Implementing Positive Behavior Support Within Preschool Settings: Group Functional Assessment and Class-Wide Function-Related Intervention Teams
|Dearbhaile Mahon (National University of Ireland Galway), HELENA LYDON (National University of Ireland Galway), Jennifer Holloway (National University of Ireland, Galway), Ciara Gunning (National University of Ireland Galway)|
Pr¬eschool is an important educational setting for child development and problem behavior is a prevalent barrier within this setting. Preschool teachers have expressed the need for evidence-based classroom management interventions to address problem behavior. Class-Wide Function-Related Intervention Teams (CW-FIT, Wills et al., 2010) is an intervention which incorporates social skills training, group contingencies and reinforcement to address problem behavior within classrooms. This intervention has been found to be socially valid by teachers and children, and effective in increasing children’s engagement, decreasing problems/problem behavior in elementary, kindergarten, first and second grade classrooms.
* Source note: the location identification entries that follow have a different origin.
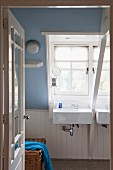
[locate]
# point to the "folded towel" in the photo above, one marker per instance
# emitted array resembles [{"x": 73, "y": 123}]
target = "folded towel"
[{"x": 29, "y": 145}]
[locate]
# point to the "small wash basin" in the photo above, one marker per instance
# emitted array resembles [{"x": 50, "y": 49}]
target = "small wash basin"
[
  {"x": 72, "y": 116},
  {"x": 102, "y": 116}
]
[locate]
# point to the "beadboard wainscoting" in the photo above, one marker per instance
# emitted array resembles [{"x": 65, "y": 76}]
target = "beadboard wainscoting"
[{"x": 61, "y": 144}]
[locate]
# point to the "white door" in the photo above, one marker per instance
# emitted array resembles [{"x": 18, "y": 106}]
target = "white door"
[{"x": 14, "y": 98}]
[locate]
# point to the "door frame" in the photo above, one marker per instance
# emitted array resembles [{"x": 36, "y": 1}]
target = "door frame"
[
  {"x": 1, "y": 90},
  {"x": 45, "y": 4}
]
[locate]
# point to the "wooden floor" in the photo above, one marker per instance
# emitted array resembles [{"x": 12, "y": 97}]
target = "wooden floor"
[{"x": 81, "y": 165}]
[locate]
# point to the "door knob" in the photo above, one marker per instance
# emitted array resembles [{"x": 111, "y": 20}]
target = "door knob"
[{"x": 26, "y": 117}]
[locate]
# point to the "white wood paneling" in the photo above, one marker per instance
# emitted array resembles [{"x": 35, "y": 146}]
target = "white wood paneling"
[{"x": 61, "y": 144}]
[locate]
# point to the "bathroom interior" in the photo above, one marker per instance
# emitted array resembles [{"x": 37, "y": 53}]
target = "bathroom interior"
[{"x": 67, "y": 83}]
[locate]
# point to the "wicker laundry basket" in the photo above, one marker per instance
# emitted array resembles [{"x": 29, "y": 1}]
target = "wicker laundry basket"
[{"x": 33, "y": 159}]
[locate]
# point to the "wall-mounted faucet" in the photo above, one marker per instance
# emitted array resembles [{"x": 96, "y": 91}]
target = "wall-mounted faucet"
[
  {"x": 69, "y": 129},
  {"x": 76, "y": 106}
]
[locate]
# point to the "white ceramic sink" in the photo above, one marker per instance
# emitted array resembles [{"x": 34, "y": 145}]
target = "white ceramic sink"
[
  {"x": 72, "y": 116},
  {"x": 102, "y": 116}
]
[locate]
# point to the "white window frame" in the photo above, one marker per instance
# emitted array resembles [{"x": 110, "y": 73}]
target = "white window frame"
[
  {"x": 71, "y": 93},
  {"x": 85, "y": 100}
]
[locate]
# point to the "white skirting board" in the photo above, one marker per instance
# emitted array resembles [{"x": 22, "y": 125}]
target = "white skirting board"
[{"x": 63, "y": 146}]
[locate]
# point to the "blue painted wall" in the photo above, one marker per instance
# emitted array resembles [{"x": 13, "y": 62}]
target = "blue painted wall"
[{"x": 35, "y": 20}]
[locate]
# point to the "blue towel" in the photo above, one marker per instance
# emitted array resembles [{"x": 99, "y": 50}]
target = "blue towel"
[{"x": 29, "y": 145}]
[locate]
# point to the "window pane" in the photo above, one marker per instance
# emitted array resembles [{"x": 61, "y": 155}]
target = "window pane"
[
  {"x": 79, "y": 65},
  {"x": 96, "y": 52},
  {"x": 79, "y": 53},
  {"x": 80, "y": 82},
  {"x": 62, "y": 53},
  {"x": 106, "y": 65},
  {"x": 64, "y": 82},
  {"x": 63, "y": 65},
  {"x": 104, "y": 83}
]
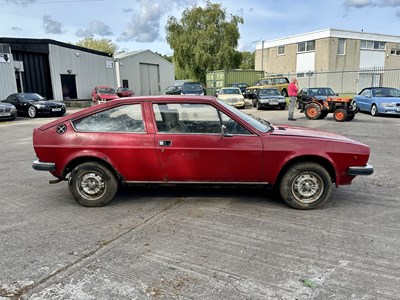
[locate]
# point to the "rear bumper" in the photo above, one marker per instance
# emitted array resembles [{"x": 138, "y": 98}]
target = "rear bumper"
[
  {"x": 43, "y": 166},
  {"x": 355, "y": 171}
]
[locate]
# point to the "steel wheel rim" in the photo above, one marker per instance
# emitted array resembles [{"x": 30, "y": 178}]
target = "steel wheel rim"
[
  {"x": 340, "y": 116},
  {"x": 307, "y": 187},
  {"x": 91, "y": 186},
  {"x": 31, "y": 111},
  {"x": 312, "y": 111}
]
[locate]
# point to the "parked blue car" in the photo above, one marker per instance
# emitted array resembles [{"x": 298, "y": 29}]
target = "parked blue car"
[{"x": 379, "y": 100}]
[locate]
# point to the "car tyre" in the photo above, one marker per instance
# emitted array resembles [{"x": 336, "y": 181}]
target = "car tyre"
[
  {"x": 340, "y": 115},
  {"x": 313, "y": 111},
  {"x": 350, "y": 117},
  {"x": 374, "y": 110},
  {"x": 32, "y": 112},
  {"x": 92, "y": 184},
  {"x": 306, "y": 186}
]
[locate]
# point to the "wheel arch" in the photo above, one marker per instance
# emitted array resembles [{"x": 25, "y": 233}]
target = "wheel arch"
[
  {"x": 307, "y": 158},
  {"x": 84, "y": 159}
]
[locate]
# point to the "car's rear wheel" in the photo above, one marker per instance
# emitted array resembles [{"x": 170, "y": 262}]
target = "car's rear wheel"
[
  {"x": 374, "y": 110},
  {"x": 324, "y": 113},
  {"x": 340, "y": 115},
  {"x": 350, "y": 117},
  {"x": 92, "y": 184},
  {"x": 32, "y": 112},
  {"x": 313, "y": 111},
  {"x": 306, "y": 186}
]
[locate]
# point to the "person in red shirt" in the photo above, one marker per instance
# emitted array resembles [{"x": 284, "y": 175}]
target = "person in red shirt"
[{"x": 292, "y": 91}]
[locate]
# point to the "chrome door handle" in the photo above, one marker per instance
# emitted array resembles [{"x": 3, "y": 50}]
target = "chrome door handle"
[{"x": 165, "y": 143}]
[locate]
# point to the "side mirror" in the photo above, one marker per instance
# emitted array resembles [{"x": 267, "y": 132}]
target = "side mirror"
[{"x": 224, "y": 133}]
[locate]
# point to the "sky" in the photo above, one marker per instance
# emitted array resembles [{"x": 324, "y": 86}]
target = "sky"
[{"x": 140, "y": 24}]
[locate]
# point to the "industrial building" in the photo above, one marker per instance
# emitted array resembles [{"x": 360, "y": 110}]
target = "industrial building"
[
  {"x": 347, "y": 60},
  {"x": 144, "y": 72},
  {"x": 63, "y": 71}
]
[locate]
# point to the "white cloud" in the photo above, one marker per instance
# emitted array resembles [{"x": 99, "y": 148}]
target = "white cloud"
[
  {"x": 358, "y": 3},
  {"x": 145, "y": 25},
  {"x": 95, "y": 28},
  {"x": 52, "y": 27}
]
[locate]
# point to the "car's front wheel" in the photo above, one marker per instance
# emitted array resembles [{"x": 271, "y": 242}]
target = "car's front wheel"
[
  {"x": 32, "y": 112},
  {"x": 306, "y": 186},
  {"x": 92, "y": 184},
  {"x": 374, "y": 110}
]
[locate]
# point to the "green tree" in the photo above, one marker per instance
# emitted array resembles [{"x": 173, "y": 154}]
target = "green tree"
[
  {"x": 204, "y": 39},
  {"x": 248, "y": 59},
  {"x": 103, "y": 44}
]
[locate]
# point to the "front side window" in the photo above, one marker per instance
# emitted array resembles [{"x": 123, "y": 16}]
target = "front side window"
[
  {"x": 194, "y": 118},
  {"x": 366, "y": 93},
  {"x": 124, "y": 118}
]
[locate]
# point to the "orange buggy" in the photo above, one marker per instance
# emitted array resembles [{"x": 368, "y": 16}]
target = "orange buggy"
[{"x": 343, "y": 109}]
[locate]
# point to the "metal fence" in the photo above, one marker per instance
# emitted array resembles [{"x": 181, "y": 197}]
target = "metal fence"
[{"x": 349, "y": 82}]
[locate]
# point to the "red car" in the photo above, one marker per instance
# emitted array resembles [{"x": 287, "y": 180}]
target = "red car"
[
  {"x": 124, "y": 92},
  {"x": 102, "y": 94},
  {"x": 192, "y": 140}
]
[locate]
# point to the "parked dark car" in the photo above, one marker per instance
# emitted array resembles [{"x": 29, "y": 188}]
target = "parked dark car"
[
  {"x": 156, "y": 140},
  {"x": 102, "y": 94},
  {"x": 193, "y": 88},
  {"x": 379, "y": 100},
  {"x": 173, "y": 90},
  {"x": 268, "y": 97},
  {"x": 7, "y": 111},
  {"x": 124, "y": 92},
  {"x": 241, "y": 85},
  {"x": 34, "y": 105}
]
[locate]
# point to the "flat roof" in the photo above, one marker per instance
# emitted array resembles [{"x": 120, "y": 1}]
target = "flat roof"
[
  {"x": 28, "y": 41},
  {"x": 326, "y": 33}
]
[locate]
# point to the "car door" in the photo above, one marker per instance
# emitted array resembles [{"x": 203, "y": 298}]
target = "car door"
[
  {"x": 199, "y": 152},
  {"x": 364, "y": 100},
  {"x": 14, "y": 100}
]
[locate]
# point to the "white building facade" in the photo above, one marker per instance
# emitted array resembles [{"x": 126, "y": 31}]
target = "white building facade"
[{"x": 321, "y": 55}]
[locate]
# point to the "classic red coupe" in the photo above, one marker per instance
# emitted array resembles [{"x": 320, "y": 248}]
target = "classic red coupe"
[{"x": 192, "y": 140}]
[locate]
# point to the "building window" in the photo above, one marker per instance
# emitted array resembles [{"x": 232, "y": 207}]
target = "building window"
[
  {"x": 281, "y": 50},
  {"x": 341, "y": 47},
  {"x": 372, "y": 45},
  {"x": 5, "y": 48},
  {"x": 395, "y": 52},
  {"x": 306, "y": 46}
]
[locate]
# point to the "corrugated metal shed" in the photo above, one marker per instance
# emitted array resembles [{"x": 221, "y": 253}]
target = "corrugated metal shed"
[
  {"x": 54, "y": 69},
  {"x": 145, "y": 72}
]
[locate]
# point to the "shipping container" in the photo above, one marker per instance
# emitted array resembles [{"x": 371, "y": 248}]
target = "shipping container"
[{"x": 222, "y": 78}]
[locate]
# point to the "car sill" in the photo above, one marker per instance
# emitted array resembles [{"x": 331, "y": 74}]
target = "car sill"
[{"x": 367, "y": 170}]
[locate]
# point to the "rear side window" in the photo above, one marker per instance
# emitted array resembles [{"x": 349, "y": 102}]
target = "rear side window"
[{"x": 125, "y": 118}]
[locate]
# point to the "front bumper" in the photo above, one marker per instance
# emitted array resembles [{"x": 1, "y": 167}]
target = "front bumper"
[
  {"x": 355, "y": 171},
  {"x": 43, "y": 166}
]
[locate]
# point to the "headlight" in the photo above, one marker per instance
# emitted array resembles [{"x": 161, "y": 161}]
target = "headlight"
[
  {"x": 39, "y": 105},
  {"x": 390, "y": 104}
]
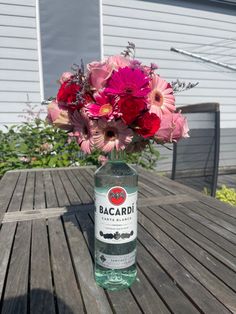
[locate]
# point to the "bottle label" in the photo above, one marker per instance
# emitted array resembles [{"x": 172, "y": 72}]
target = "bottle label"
[
  {"x": 116, "y": 216},
  {"x": 116, "y": 261}
]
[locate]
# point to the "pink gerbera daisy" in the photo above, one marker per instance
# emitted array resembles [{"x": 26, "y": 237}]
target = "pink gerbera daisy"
[
  {"x": 83, "y": 130},
  {"x": 128, "y": 82},
  {"x": 161, "y": 97},
  {"x": 112, "y": 135},
  {"x": 104, "y": 106}
]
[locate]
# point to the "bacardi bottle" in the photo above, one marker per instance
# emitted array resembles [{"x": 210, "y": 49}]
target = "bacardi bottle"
[{"x": 115, "y": 224}]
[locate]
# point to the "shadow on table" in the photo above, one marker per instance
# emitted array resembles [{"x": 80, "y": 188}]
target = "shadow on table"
[{"x": 39, "y": 301}]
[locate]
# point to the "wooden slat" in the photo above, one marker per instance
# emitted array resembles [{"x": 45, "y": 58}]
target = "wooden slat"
[
  {"x": 80, "y": 186},
  {"x": 16, "y": 290},
  {"x": 71, "y": 193},
  {"x": 67, "y": 291},
  {"x": 146, "y": 296},
  {"x": 222, "y": 219},
  {"x": 198, "y": 234},
  {"x": 164, "y": 285},
  {"x": 41, "y": 289},
  {"x": 46, "y": 213},
  {"x": 214, "y": 221},
  {"x": 86, "y": 177},
  {"x": 187, "y": 275},
  {"x": 207, "y": 229},
  {"x": 94, "y": 297},
  {"x": 207, "y": 260},
  {"x": 123, "y": 300}
]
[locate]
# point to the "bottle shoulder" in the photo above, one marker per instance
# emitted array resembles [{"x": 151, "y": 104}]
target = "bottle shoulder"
[{"x": 117, "y": 168}]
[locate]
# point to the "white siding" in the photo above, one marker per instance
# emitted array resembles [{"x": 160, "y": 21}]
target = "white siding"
[
  {"x": 19, "y": 69},
  {"x": 156, "y": 26}
]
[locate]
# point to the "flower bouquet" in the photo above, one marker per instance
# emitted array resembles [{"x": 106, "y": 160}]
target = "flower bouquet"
[{"x": 117, "y": 103}]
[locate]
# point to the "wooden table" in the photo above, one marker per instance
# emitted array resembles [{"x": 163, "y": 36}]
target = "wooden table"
[{"x": 186, "y": 247}]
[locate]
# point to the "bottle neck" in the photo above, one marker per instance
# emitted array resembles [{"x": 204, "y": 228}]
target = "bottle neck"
[{"x": 118, "y": 156}]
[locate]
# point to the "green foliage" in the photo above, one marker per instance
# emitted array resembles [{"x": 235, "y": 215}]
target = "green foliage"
[
  {"x": 227, "y": 195},
  {"x": 36, "y": 144}
]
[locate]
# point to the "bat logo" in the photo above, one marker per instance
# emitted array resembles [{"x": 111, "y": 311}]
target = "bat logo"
[{"x": 117, "y": 195}]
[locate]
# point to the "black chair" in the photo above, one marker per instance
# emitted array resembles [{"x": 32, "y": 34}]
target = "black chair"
[{"x": 196, "y": 159}]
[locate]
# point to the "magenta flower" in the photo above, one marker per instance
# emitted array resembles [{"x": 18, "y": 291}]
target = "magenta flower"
[
  {"x": 128, "y": 82},
  {"x": 112, "y": 135},
  {"x": 104, "y": 106},
  {"x": 161, "y": 97},
  {"x": 83, "y": 130}
]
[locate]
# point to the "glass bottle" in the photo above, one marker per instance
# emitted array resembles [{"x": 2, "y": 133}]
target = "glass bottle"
[{"x": 115, "y": 223}]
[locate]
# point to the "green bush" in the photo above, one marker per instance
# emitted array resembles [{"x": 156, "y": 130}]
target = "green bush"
[
  {"x": 227, "y": 195},
  {"x": 36, "y": 144}
]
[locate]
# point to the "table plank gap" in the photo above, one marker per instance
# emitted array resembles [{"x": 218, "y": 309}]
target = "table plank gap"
[
  {"x": 68, "y": 294},
  {"x": 94, "y": 297},
  {"x": 41, "y": 287},
  {"x": 50, "y": 193},
  {"x": 70, "y": 191},
  {"x": 207, "y": 291},
  {"x": 177, "y": 188},
  {"x": 7, "y": 236},
  {"x": 219, "y": 269},
  {"x": 28, "y": 197},
  {"x": 15, "y": 204},
  {"x": 61, "y": 194},
  {"x": 16, "y": 291},
  {"x": 40, "y": 194},
  {"x": 7, "y": 187}
]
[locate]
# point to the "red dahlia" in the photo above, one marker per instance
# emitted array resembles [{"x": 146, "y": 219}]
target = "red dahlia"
[
  {"x": 147, "y": 124},
  {"x": 66, "y": 95}
]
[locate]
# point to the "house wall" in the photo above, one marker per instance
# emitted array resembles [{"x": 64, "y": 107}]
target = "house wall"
[
  {"x": 70, "y": 31},
  {"x": 19, "y": 68},
  {"x": 39, "y": 40},
  {"x": 207, "y": 30}
]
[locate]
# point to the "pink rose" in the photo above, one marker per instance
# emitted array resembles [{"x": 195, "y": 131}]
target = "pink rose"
[
  {"x": 58, "y": 116},
  {"x": 101, "y": 71},
  {"x": 118, "y": 62},
  {"x": 173, "y": 127},
  {"x": 65, "y": 77},
  {"x": 102, "y": 159}
]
The aim of the current study was to evaluate a modified CW-FIT as an effective strategy to address problem behavior within two community-preschools in Ireland across three preschool classes with 32 children. A multiple baseline design across participants was employed to evaluate the outcomes, with measures of generalization and maintenance also taken. Visual analysis of data revealed an increase in the children’s on-task behavior and social skills as well as a decrease in children’s problem behavior within these settings.